Non ci fu bisogno di chiamare mio padre! Caso volle, si trovò a passare da lì in auto e mi aveva visto sul muro che discutevo animatamente con la maestra. Me ne accorsi quando stava scendendo dall’auto.
Se fino a quel momento avevo mostrato una certa spavalderia sicuro di potere spiegare il fatto alla maestra, di colpo mi salì un groppo in gola.
“Chi cumminasti” furono le prime parole di mio padre che si era fermato all’esterno del muro della scuola.
La scena era tragicomica. Io sul muro; tutte le maestre, la Zi Annita, tutti i bambini, quelli di prima e seconda, della mia classe e anche quelli dell’asilo, che mi venivano dietro dall’interno dell’atrio della scuola; all’esterno mio padre che avanzava pure verso di me e io che indietreggiavo lungo il muro e che cercavo di spiegare il fatto, ma le mie parole erano sovrastate da una ridda di voci, accusatorie delle maestre, stridule e acute della Zi Annita, di difesa dei miei compagni maschi, altamente rumorose quelle degli altri.
Vista la situazione, considerato che mio padre si era nel frattempo sfilato la curria dei pantaloni, saltai giù dal muro e mi avviai di corsa verso casa per le viuzze della contrada, evitando di prendere la strada che poteva fare mio padre con l’auto.

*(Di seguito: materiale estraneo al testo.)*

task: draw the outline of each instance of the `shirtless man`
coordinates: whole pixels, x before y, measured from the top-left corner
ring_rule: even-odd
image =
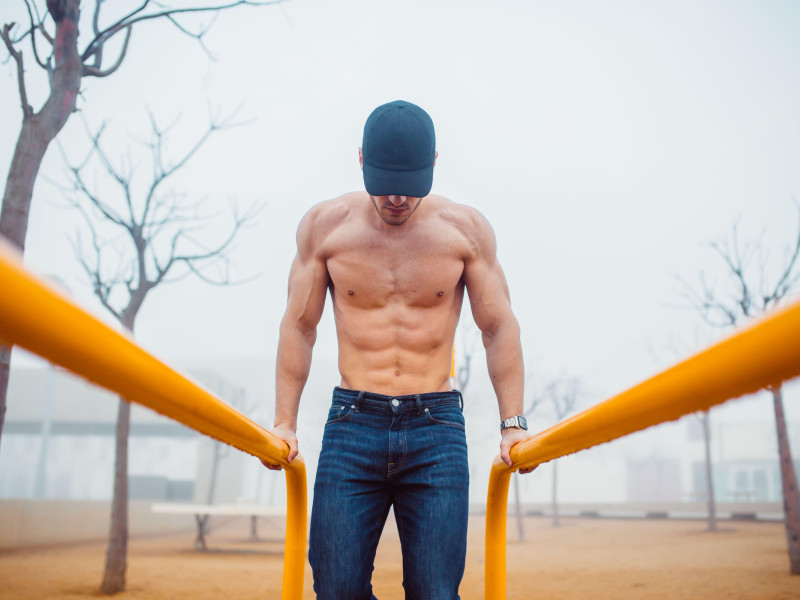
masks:
[[[378,107],[359,148],[367,191],[314,206],[297,230],[272,432],[289,445],[291,462],[330,292],[341,382],[311,515],[309,562],[319,599],[375,598],[370,580],[390,506],[406,598],[458,598],[469,472],[463,402],[449,375],[465,288],[504,422],[506,464],[511,447],[527,437],[524,419],[516,418],[523,404],[519,325],[494,233],[476,210],[430,195],[436,156],[425,111],[402,101]]]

Andai a casa di Nonna Giovannina, la nonna paterna, per evitare le reprimenda di mia madre e sicuro che la nonna avrebbe preso le mie difese.
“Stasira ‘ncasa facemu i cunti” disse mio padre, non scendendo dall’auto, dopo che si era sincerato che ero a casa della nonna.
“Cuntami tutti cosi, …. pi filu e pi signu” disse mia nonna. Spiegai tutto; alla fine, sorridendo dell’accaduto, mi rassicurò dicendo che avrebbe parlato lei con papà.
Rimasi tutto il giorno a casa della nonna. Seppi dopo che mio padre era andato a parlare con le maestre ed anche con i miei compagni. A cena volle, pur sapendoli, raccontati i fatti, pi filu e pi signu. Mi accorsi da subito che aveva segni di intesa con la nonna e che a volte si sforzava di non sorridere. Alla fine mi disse solamente di non combinare più marachelle del genere.
Quella volta, sia scantu, sia nenti, finì così!
Non finì così invece in un'altra occasione che, giustu, giustu pi malu distinu, incrociai mio padre per strada quando invece dovevo essere a scuola.